The layoffs to date equal almost half of all workforce reductions that occurred throughout 2022, with 56 companies taking this route in the first quarter compared to 119 recorded for all of last year, according to data from Fierce Biotech’s Layoff Trackers for 2022 and 2023. Among the three months that make up quarter one, February—the shortest month—had the highest number of layoffs, with 23 companies making cuts in 28 days. The surge came as companies reported end-of-year earnings results, when many biotechs had to grapple with cash burn and low return on investments. The staff reductions then slowed a bit in March, with 19 companies slimming their workforces.
While it’s difficult to calculate the true human impact from all of these cuts, we know at least 1,445 employees were laid off from 18 companies that reported actual numbers of team members impacted in the first quarter.
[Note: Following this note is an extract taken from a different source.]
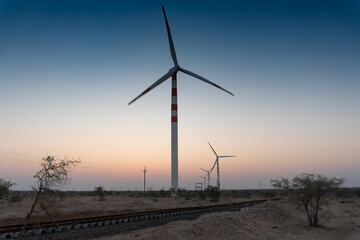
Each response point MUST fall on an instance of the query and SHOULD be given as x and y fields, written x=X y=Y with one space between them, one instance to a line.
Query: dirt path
x=270 y=220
The remaining 38 companies included in the Fierce Biotech Layoff Tracker either reported layoffs as a percentage of the workforce to be cut or did not disclose how many staff members would be laid off.
“Biotech got hit early with this malaise, and so I don’t think it can get terribly worse,” Sci.bio Recruiting founder Eric Celidonio said in an interview.
2023 follows a year defined by aggressive rate hikes from the Federal Reserve and declining VC investment after the industry experienced unsustainable demand and funding highs tied to the pandemic. Biopharma lived in a bubble during 2020 and 2021, high on “COVID mania,” as Celidonio calls it.
“It just went up too quickly,” Celidonio explained. “I think this is just a reversion back to the mean, but an over swing back there, and it’ll slowly kind of get back to a normal state, I would say towards the end of the year.”